Doctors themselves have joined in again, this time over skipping, crippling teaching hospitals and federal medical centres one by one.
FMC Keffi, in the North Central, after three months of strike, said its management wasn’t buldging on extending the benefits of skipping – which other staff had been enjoying for four years – to doctors.
Doctors there were pained to admit that “health conditions of some patients in the hospital, who are supposed to benefit from the ‘skipping,’ have worsened” in the face of stiff resistance from the hospital management, according to Dr Isah Ohyoma, spokesman for resident doctors at FMC Keffi.
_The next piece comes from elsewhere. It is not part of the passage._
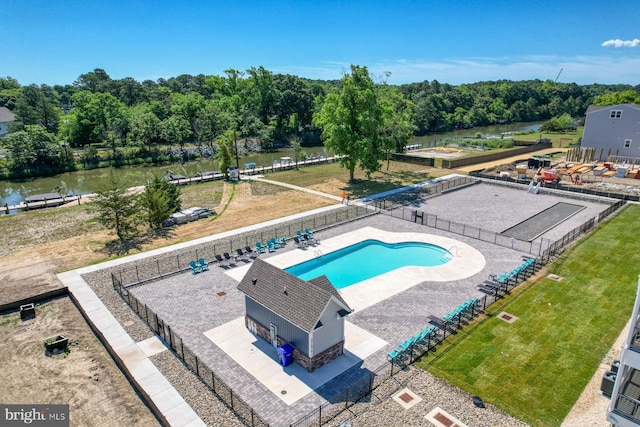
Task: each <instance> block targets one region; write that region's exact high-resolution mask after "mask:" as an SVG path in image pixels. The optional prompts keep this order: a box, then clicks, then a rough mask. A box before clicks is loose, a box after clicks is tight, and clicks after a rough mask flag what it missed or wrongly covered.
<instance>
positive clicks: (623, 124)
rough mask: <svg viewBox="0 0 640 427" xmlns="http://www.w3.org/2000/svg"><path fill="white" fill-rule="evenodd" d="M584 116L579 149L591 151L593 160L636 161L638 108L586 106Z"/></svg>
mask: <svg viewBox="0 0 640 427" xmlns="http://www.w3.org/2000/svg"><path fill="white" fill-rule="evenodd" d="M586 116H587V117H586V119H585V123H584V135H583V136H582V148H583V149H585V148H595V154H594V157H595V160H597V161H607V160H609V159H608V157H609V156H619V157H626V158H630V159H640V105H636V104H618V105H607V106H602V105H590V106H589V108H588V109H587V114H586ZM630 163H635V162H630Z"/></svg>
In Bauchi, in the North East, Abubakar Tafawa Balewa University Teaching Hospital bumped its services down to skeletal two weeks into a strike by its resident doctors. “Since the strike started, we have been attending to only emergency cases as only house officers and consultants are there to provide services to patients,” said the hospital’s chief medical director, Dr Yusuf Jibrin. “The resident doctors are in the majority, so lots of services have been affected.”
The hospital managements have adopted a common language in the face of strikes: dialogue is ongoing. But workers, from resident doctors to nurses and other allied health staff on strike, insist they will sustain action until their issues are dealt with. Of all their demands, very few directly address patients, quality of service or better care, analysts have said.